Designed to give the appearance of refined simplicity, the home uses stacked and expressed timber detail as well as unadorned and uncolored wood cladding. To maintain this regionalist sensitivity within, custom cabinetry, casework and timberwork incorporate cedar and fir grown and milled in the Northwest. “We had hoped not only to give honor and dignity to the timber that once stood on this site, but also to give warmth and a tactile feel to the experience as one passes beside, between, beneath and through the structures,” Billington says.

“The couple and I had talked at length after seeing the site about different ways of thinking about placing a building on a site like this,” Billington recalls.

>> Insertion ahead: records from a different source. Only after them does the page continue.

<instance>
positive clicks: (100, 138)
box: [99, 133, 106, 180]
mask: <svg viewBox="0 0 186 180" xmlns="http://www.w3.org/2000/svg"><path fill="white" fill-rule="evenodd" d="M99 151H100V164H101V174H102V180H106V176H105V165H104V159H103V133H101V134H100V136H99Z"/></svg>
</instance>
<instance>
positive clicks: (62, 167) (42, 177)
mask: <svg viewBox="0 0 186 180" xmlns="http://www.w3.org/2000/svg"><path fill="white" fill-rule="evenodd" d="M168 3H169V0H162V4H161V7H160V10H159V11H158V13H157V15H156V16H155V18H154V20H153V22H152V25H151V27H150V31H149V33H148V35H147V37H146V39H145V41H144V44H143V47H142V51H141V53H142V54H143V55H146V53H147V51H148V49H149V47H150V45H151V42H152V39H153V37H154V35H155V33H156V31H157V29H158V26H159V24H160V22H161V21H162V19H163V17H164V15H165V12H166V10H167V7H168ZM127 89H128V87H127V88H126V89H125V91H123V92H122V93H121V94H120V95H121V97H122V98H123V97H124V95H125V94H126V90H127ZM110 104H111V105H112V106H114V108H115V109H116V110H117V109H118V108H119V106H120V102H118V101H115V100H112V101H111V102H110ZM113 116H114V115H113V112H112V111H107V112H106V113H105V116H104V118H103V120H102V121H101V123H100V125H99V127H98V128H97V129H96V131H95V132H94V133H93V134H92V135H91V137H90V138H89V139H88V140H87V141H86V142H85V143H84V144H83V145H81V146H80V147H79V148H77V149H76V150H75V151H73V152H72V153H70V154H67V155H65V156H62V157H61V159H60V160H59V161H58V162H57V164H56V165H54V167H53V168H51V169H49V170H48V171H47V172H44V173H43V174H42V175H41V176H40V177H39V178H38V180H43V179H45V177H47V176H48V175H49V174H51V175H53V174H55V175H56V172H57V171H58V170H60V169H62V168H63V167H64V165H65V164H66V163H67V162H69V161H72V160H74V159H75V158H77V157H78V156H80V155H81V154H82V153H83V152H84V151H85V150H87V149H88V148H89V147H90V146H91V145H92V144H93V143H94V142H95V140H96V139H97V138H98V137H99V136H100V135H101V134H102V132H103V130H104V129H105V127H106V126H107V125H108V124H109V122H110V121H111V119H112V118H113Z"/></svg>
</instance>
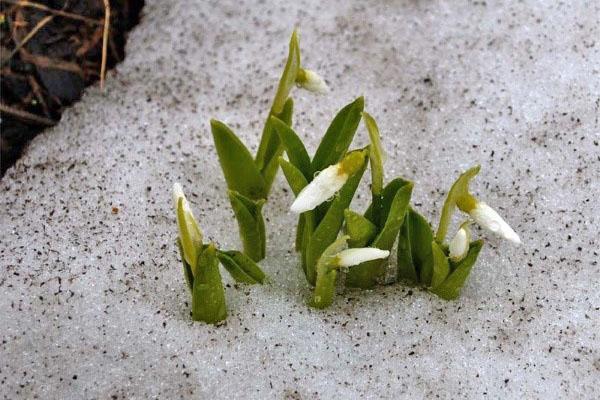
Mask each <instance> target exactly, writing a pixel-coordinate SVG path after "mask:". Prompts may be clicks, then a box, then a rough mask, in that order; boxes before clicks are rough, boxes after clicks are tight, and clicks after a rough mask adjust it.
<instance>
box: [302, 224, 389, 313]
mask: <svg viewBox="0 0 600 400" xmlns="http://www.w3.org/2000/svg"><path fill="white" fill-rule="evenodd" d="M349 238H350V237H349V236H347V235H345V236H342V237H340V238H339V239H337V240H335V241H334V242H333V243H332V244H330V245H329V246H328V247H327V248H326V249H325V251H323V254H321V257H319V261H318V262H317V268H316V269H317V281H316V284H315V290H314V295H313V298H312V300H311V302H310V305H311V306H312V307H315V308H326V307H329V306H330V305H331V303H332V302H333V297H334V296H335V284H336V278H337V273H338V271H339V270H340V269H345V268H348V267H354V266H356V265H364V263H366V262H371V261H375V260H381V259H385V258H387V257H388V256H389V255H390V252H389V251H387V250H381V249H377V248H374V247H363V248H352V249H345V250H344V248H345V247H346V242H347V241H348V239H349Z"/></svg>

They discussed the varying spiritual elements of the location and ways that would best unfold its magic. They thought of Shinto Shrines and Zen tea houses of Japan: “These sometimes obscure themselves, being revealed slowly through a series of changing axial movements, goals and rewards that lead one through the structure and the landscapes beyond,” Billington says. “The structures reveal themselves in an intimate ‘scenographic’ fashion—much like the structure of a movie or of a piece of music—rather than merely as an object standing in space.”

Billington adds, “In moving through a structure in this fashion, opportunities—events—present themselves to experience both the macro as well as micro environment surrounding and within the house—one of the clients’ goals.”

As a result, each of the three structures—the garage pavilion, the main house and the living pavilion—rises to a simple pitched roof with projecting eaves, and each is set parallel to the site’s descending contours. A somewhat offset T-shape is the resulting configuration, with the largest section, the main house, serving as the north and south horizontal element.